In an closed system, the total amount of energy is conserved.

• Eg: bungy jumper, gravitational energy climbing to top of bridge
Jump and convert to kinetic
Cord stretches, converting to elastic,
Bounce up, converting to kinetic, and then to gravitational again.
Meanwhile cord heats up.
If we ignore friction, then the sum of all this energy remains a constant, equal to the amount of gravitational PE at the beginning.

• In the mid 1800’s the question about “how old is the earth?” was addressed by thermodynamics.
• It was assumed that the earth formed from accretion of interstellar dust.
• It must have been hot from the conversion of kinetic energy of the colliding bodies.
• Assuming no other source of heat, then the length of time that it would have taken to cool was about 100 million years.
• This was a big problem for geology because evidence was that the earth was billions of years old.
• The problem was not resolved until the 1890’s when radioactivity was discovered. Mass gets converted to heat. Thus, with the calculations of thermodynamics we estimate that earth gets more than half of its heat from the decay of radioactive materials inside.

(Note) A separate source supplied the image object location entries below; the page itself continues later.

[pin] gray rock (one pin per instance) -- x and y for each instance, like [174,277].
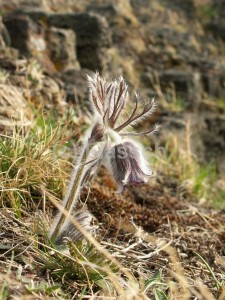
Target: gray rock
[187,86]
[213,76]
[25,35]
[62,48]
[93,37]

• Dead organic materials collect in layers at the bottom of seas etc. and eventually become buried.
• Heat and pressure convert the matter into deposits of fossil fuels, the most common of which are coal, natural gas and petroleum.
• It takes about 10 million years to do this conversion. Thus these resources are classified as nonrenewable resources.
• 90% of our nation’s energy comes from this.
1 billion tons of coal,
2 ½ billion barrels of oil each year.
The cleanest oil and best coal will be gone during our lifetime. A couple hundred years more for the rest. We need alternative sources.
• What does the rest of world use? (dung and wood).
• A new source of hydrocarbon has been found in the last 10 years, called methane hydrates. This is ice that is found in or on ocean floors deeper than 300 meters, and in the tundra as permafrost. It is estimated that there is more than twice as much gas in this form than in all other hydrocarbon deposits known. We do not know how to mine it.